Mi avvio alle conclusioni. Se siamo ancora qui, significa che la memoria non è mai banale. Ma attenzione, può essere banale come si ricorda. Se si tralasciano i particolari, per esempio, se si offusca la memoria alla voce Tribunali speciali fascisti, che processarono la libertà di espressione e di pensiero, che comminarono secoli di carcere, oltre a mandare al confino centinaia di antifascisti. Ancora. Se non si contrastano ricostruzioni artefatte e generiche, una per tutte: quella che sotto il fascismo si stava bene, luogo comune gratuito e individualistico, che afferma, ma non racconta; o quella, il mantra dei nostalgici dell’uomo forte, che anche Mussolini ha fatto cose buone. Forse, confondendo il male per il bene, visione distopica della guerra all’Etiopia, alla Spagna Repubblicana, all’aggressione alla Grecia, alla Jugoslavia e all’Unione Sovietica.

Per contro, se siamo qui, è per la gratitudine che la nostra memoria deve a uomini valorosi, che sacrificarono le loro vite per la Libertà. Uno di questi è Battista Goglio, detto Titala, classe 1894, un figlio di Alpette, famiglia contadina, che più vicino ai cinquanta che ai quarant’anni organizza, dopo l’8 Settembre una prima riunione clandestina in uno di prati che circondano l’abitato. Titala è una forza della natura: raccoglie i militari in fuga e dà il colpo di gong per l’avvio della resistenza armata. Il gruppo riesce a recuperare in breve tempo armi a sufficienza, ad intercettare e a coinvolgere sia sbandati dell’esercito italiano che ex prigionieri jugoslavi, cecoslovacchi, inglesi. Nasce così il gruppo «Aquila», in stretto contatto con la pianura, soprattutto con gli abitanti di Cuorgnè, Feletto e San Benigno.

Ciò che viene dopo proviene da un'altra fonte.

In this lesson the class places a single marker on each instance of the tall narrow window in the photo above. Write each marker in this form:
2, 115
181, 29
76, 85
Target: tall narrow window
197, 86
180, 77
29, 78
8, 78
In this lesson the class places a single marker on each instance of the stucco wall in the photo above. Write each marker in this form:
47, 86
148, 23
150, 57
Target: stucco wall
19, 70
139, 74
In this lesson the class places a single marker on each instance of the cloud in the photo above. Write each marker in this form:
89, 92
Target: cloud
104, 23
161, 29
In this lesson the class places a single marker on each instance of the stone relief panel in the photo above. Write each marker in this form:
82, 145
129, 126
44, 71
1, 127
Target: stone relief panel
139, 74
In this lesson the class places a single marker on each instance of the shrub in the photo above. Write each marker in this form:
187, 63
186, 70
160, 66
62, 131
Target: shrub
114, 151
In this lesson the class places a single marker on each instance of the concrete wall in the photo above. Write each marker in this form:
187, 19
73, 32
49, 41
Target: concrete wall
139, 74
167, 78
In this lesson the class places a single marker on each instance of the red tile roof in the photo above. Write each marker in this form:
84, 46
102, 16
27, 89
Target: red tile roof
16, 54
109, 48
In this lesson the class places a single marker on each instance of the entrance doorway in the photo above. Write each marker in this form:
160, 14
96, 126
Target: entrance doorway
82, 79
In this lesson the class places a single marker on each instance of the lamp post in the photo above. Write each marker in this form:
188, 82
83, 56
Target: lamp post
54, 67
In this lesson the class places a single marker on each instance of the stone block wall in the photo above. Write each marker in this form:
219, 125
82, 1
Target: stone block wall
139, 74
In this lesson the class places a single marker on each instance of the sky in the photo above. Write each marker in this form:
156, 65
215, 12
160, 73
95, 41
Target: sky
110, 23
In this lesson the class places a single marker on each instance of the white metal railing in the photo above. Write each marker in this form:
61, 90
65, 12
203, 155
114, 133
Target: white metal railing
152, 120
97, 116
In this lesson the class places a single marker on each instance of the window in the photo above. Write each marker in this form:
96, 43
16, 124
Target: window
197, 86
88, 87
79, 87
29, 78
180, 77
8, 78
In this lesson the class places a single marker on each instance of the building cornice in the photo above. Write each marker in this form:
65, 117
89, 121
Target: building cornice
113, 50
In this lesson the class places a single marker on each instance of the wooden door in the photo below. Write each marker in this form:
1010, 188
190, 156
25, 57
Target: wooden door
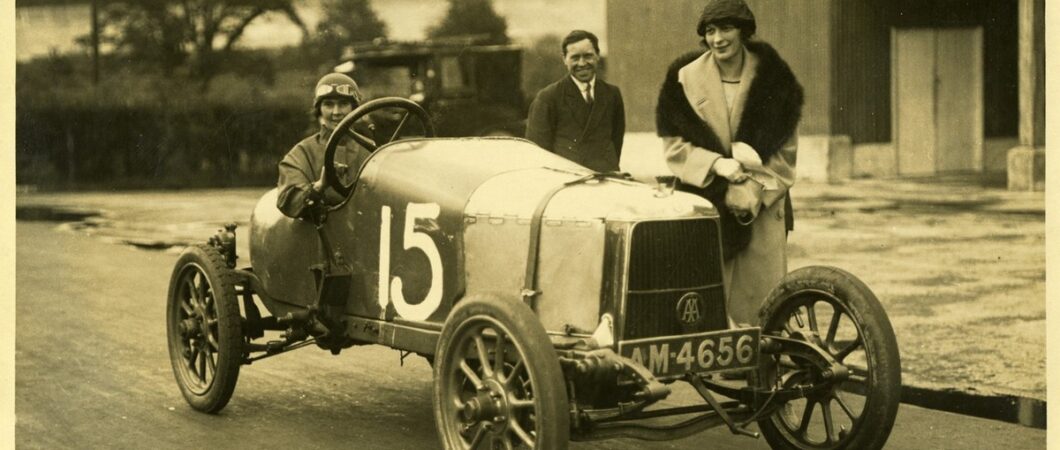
937, 99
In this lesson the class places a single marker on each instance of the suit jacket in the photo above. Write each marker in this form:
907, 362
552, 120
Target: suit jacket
563, 123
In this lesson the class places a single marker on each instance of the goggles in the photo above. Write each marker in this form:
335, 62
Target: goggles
348, 90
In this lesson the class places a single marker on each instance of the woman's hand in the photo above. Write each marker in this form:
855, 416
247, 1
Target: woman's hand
744, 200
730, 169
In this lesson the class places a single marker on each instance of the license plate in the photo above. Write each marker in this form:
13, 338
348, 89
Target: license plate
674, 356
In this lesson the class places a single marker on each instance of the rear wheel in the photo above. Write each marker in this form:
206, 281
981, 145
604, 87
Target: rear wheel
205, 328
497, 380
838, 313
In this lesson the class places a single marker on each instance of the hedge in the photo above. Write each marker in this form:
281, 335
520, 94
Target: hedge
194, 145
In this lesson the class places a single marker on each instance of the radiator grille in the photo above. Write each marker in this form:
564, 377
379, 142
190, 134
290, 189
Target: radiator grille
674, 254
668, 261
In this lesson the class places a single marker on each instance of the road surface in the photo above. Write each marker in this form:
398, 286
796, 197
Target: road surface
92, 372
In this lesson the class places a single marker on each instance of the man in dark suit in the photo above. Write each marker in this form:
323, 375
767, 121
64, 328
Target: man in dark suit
580, 117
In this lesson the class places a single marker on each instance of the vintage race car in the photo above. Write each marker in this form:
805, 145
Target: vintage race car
554, 304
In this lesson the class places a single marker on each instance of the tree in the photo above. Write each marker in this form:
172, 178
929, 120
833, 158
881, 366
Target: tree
348, 21
195, 34
472, 17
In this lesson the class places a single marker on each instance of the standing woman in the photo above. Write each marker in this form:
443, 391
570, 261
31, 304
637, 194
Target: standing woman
727, 117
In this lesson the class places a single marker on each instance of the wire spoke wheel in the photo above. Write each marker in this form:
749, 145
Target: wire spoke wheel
497, 381
838, 313
204, 327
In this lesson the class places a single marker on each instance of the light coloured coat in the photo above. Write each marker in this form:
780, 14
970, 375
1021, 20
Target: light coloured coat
754, 271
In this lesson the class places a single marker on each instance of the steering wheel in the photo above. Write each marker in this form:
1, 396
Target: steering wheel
330, 177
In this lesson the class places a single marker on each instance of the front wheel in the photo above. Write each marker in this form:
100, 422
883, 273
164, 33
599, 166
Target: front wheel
497, 380
205, 328
837, 312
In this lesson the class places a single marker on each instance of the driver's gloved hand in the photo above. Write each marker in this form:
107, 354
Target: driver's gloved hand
341, 169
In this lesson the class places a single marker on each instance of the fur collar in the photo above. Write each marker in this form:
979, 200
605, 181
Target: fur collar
770, 115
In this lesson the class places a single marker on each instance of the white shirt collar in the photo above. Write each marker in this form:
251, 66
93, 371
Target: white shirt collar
581, 85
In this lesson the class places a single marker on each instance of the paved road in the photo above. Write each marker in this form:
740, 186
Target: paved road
92, 372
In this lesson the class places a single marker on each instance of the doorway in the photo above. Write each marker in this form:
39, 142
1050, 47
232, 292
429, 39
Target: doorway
937, 97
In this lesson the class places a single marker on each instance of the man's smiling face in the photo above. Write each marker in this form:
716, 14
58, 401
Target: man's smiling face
581, 60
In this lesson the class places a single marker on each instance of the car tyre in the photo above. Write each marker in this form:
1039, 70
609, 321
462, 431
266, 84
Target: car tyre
841, 315
205, 328
515, 400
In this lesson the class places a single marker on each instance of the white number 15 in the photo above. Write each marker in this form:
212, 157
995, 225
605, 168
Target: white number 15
390, 290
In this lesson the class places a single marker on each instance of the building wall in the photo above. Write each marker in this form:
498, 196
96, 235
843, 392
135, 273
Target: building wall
862, 70
838, 49
643, 38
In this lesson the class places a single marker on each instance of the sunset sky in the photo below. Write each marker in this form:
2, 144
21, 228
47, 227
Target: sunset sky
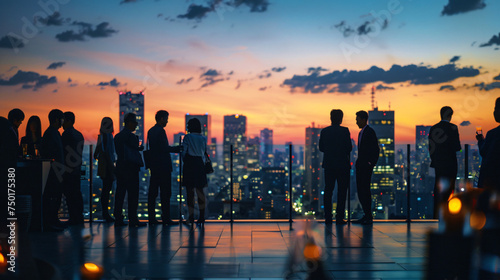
282, 63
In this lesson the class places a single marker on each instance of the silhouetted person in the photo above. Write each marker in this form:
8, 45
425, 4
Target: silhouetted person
335, 143
16, 118
52, 148
33, 137
194, 177
9, 148
489, 148
161, 170
105, 154
73, 142
368, 153
128, 164
444, 143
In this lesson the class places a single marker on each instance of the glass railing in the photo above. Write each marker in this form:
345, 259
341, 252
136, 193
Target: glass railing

La storia è incalzante e l’avrete ascoltata anche più volte. Ma è uno di quei racconti che rende la memoria mai banale. Con l’aumento degli effettivi, nella primavera del 1944 il gruppo Aquila diventa la 50a Brigata Garibaldi «Mario Zemo» e nell’autunno viene inquadrata come 77a Brigata Garibaldi, di cui Titala è il Comandante con il nome ‘Spartaco’, il nome di uno schiavo coraggioso che si ribella all’Impero romano. Perché anche di ribellione si tratta, quando dal 29 luglio all’11 agosto 1944 la sua Brigata Garibaldi insieme ad altri gruppi, affrontano – anche con forze inferiori ai nazifascisti, una battaglia tra Valperga, Cuorgné, Alpette, Trione, Noasca e infine a Ceresole.. Ed lì che Titala muore. È una morte fisica che dà alla luce il mito. Di cui noi esseri umani avremo sempre bisogno per continuare a credere negli ideali di giustizia, di egualitarismo, di libertà.